Hi!
I’ve started to use DVC recently and experienced slow upload speed toward my remote storage.
I suspect this is related to the large amount of data chunks in the cache directory that are to be uploaded.
As far as I’ve seen, the size of those chunks is 1MB.
Is there a way to change that value so I have fewer, but bigger, blocks of data?
Many thanks in advance for your help!
This is usually determined by the underlying library used for accessing the remote storage API and is not configurable in DVC. Could you please run dvc doctor
and post the output here?
Ah, I see! Thank you for your reply!
Sure, here you go:
-> dvc doctor
DVC version: 2.51.0 (pip)
-------------------------
Platform: Python 3.9.16 on Linux-5.4.0-135-generic-x86_64-with-glibc2.27
Subprojects:
dvc_data = 0.44.1
dvc_objects = 0.21.1
dvc_render = 0.3.1
dvc_task = 0.2.0
scmrepo = 0.1.16
Supports:
http (aiohttp = 3.8.4, aiohttp-retry = 2.8.3),
https (aiohttp = 3.8.4, aiohttp-retry = 2.8.3),
ssh (sshfs = 2023.1.0),
webdav (webdav4 = 0.9.8),
webdavs (webdav4 = 0.9.8)
->
Cache directory: ext4 on /dev/mapper/ubuntu--vg-root
Caches: local
Remotes: webdavs
Workspace directory: ext4 on /dev/mapper/ubuntu--vg-root
Repo: dvc, git
Repo.site_cache_dir: /var/tmp/dvc/repo/cd00bdc44282bd9bb00d035a4a91b52f
It looks like you’re using a webdav remote, and yeah, in this case we don’t support setting the chunk size for webdav file transfers in DVC. Feel free to open a feature request for this in our github repo.

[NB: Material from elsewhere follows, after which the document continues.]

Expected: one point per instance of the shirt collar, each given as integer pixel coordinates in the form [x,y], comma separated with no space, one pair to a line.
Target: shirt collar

I think the blocksize is 2MB, same as all filesystems in fsspec. But I think the problem is not with chunking but with number of concurrent transfers which is 4 * logical CPU by default.
You can try setting jobs
in config for the remote, or pass --jobs <n>
flag to the dvc push
.
dvc remote modify <remote_name> jobs 4
See remote modify.
or,
dvc push --jobs 4
See push --jobs.
Thank you for your help, I’ll look into that!